How to prove $\sum_{i=1}^ki^k(-1)^{k-i}\binom {k+1}{i} =(k+1)^k$

We can write OPs claim by putting the RHS to the left as:

\begin{align*} \sum_{i=1}^{k+1}\binom{k+1}{i}(-1)^{k-i}i^k=0\tag{1} \end{align*}

We use the coefficient of operator $[x^k]$ to denote the coefficient of $x^k$ of a series.

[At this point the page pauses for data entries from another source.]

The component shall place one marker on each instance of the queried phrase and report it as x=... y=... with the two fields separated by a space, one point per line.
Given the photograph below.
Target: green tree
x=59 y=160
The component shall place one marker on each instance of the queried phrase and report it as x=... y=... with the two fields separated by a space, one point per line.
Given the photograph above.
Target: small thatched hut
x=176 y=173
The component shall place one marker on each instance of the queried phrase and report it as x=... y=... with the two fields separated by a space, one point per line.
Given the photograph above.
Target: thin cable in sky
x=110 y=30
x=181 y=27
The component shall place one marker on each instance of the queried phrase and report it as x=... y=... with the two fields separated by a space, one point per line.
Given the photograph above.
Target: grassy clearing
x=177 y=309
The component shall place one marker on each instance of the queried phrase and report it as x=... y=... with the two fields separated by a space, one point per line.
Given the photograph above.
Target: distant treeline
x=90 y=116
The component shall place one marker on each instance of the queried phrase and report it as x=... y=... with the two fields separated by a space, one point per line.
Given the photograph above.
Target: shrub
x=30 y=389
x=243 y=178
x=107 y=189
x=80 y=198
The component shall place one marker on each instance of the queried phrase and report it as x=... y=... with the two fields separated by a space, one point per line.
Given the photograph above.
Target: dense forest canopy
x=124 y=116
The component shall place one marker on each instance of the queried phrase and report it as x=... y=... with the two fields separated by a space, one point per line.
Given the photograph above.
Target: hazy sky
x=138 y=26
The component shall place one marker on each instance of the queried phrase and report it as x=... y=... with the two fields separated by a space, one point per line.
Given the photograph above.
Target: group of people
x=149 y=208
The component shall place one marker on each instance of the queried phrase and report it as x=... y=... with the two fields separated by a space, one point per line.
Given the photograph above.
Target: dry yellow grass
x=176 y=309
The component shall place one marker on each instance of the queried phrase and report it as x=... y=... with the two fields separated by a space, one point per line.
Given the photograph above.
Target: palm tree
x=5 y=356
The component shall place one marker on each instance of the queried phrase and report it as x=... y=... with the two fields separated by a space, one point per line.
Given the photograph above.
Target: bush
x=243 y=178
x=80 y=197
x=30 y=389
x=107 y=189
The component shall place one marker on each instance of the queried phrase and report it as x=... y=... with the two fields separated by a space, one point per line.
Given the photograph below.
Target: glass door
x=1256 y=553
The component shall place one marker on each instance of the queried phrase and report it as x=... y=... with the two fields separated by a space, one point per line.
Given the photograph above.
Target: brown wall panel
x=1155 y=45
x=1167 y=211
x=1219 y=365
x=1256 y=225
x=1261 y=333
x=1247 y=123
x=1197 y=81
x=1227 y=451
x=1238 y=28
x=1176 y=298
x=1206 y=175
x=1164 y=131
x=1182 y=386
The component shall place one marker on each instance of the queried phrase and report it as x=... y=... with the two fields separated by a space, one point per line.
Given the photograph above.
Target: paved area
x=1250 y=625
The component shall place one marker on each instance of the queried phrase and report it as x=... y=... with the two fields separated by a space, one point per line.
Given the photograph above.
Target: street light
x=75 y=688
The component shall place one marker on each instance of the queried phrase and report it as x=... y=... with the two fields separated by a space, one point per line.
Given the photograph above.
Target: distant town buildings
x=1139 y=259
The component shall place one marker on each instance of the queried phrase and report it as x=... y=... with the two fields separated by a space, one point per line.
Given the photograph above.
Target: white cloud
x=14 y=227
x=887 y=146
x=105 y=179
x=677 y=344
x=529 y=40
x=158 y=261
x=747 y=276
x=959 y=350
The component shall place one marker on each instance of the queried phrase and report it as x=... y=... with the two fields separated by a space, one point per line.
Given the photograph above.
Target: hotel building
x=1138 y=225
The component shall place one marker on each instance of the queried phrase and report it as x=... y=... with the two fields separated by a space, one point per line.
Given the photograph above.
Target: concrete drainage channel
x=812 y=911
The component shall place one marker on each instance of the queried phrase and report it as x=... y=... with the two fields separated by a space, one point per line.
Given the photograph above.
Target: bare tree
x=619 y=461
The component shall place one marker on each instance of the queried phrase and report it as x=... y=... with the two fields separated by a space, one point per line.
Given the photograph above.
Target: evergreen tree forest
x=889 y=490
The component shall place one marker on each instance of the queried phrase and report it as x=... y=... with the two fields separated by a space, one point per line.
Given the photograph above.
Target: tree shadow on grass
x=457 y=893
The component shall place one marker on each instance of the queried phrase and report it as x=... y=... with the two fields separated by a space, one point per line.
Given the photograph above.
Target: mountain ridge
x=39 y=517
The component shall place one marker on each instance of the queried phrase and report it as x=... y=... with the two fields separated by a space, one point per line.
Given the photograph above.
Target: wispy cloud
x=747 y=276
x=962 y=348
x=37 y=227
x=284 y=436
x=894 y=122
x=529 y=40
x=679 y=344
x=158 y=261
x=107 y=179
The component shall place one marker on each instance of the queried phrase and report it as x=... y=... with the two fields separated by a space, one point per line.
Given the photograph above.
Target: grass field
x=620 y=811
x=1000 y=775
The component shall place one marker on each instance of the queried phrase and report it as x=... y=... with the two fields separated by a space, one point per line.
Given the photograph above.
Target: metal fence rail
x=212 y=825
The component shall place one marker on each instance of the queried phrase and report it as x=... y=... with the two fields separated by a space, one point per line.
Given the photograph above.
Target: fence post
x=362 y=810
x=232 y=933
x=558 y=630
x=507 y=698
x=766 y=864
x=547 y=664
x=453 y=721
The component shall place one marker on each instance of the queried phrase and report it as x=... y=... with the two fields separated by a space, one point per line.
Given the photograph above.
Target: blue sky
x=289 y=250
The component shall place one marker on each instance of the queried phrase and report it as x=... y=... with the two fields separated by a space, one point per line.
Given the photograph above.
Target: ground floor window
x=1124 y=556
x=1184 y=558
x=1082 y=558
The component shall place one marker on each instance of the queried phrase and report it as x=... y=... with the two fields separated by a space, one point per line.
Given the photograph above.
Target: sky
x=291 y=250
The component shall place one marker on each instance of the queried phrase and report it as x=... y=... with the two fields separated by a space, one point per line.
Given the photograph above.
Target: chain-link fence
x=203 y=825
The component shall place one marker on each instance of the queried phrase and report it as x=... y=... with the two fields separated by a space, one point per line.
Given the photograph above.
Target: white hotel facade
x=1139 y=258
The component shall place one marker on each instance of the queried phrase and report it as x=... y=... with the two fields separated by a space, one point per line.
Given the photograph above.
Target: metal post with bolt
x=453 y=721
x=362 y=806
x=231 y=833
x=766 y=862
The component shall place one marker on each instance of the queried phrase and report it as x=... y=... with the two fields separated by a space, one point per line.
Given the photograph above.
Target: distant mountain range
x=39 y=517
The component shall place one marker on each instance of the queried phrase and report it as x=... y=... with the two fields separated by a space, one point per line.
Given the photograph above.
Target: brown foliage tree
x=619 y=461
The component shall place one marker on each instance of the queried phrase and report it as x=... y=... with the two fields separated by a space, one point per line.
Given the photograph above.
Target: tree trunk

We observe \begin{align*} [x^k](e^x-1)^{k+1}&=[x^k]\left(\sum_{j=1}^{\infty}\frac{x^j}{j!}\right)^{k+1}\\ &=0\tag{2} \end{align*}

On the other hand we obtain \begin{align*} [x^k](e^x-1)^{k+1}&=[x^k]\sum_{j=0}^{k+1}\binom{k+1}{j}(-1)^{k+1-j}e^{jx}\\ &=[x^k]\sum_{j=0}^{k+1}\binom{k+1}{j}(-1)^{k+1-j}\sum_{r=0}^{\infty}j^r\frac{x^r}{r!}\\ &=\frac{1}{k!}\sum_{j=1}^{k+1}\binom{k+1}{j}(-1)^{k+1-j}j^k\tag{3}\\ \end{align*}

Combining (2) and (3) and multiplying with $-\frac{1}{k!}$ we get \begin{align*} \sum_{j=1}^{k+1}\binom{k+1}{j}(-1)^{k-j}j^k=0 \end{align*}

and the claim follows.


Suppose we seek to verify that

$$\sum_{k=0}^n k^n (-1)^{n-k} {n+1\choose k} = (n+1)^n.$$

Re-write this as $$\sum_{k=0}^{n+1} k^n (-1)^{n-k} {n+1\choose k} = 0.$$

Introduce $$k^n = \frac{n!}{2\pi i} \int_{|z|=\epsilon} \frac{1}{z^{n+1}} \exp(kz) \; dz.$$

This yields for the sum

$$\frac{n!}{2\pi i} \int_{|z|=\epsilon} \frac{1}{z^{n+1}} \sum_{k=0}^{n+1} (-1)^{n-k} {n+1\choose k} \exp(kz) \; dz \\ = \frac{n!}{2\pi i} \int_{|z|=\epsilon} \frac{1}{z^{n+1}} (\exp(z)-1)^{n+1} \; dz.$$

This is $$[z^n] (\exp(z)-1)^{n+1} = 0$$

because $$\exp(z)-1 = z + \frac{z^2}{2} + \frac{z^3}{6} +\cdots$$

This is essentially the same as the answer by @MarkusScheuer which I upvoted.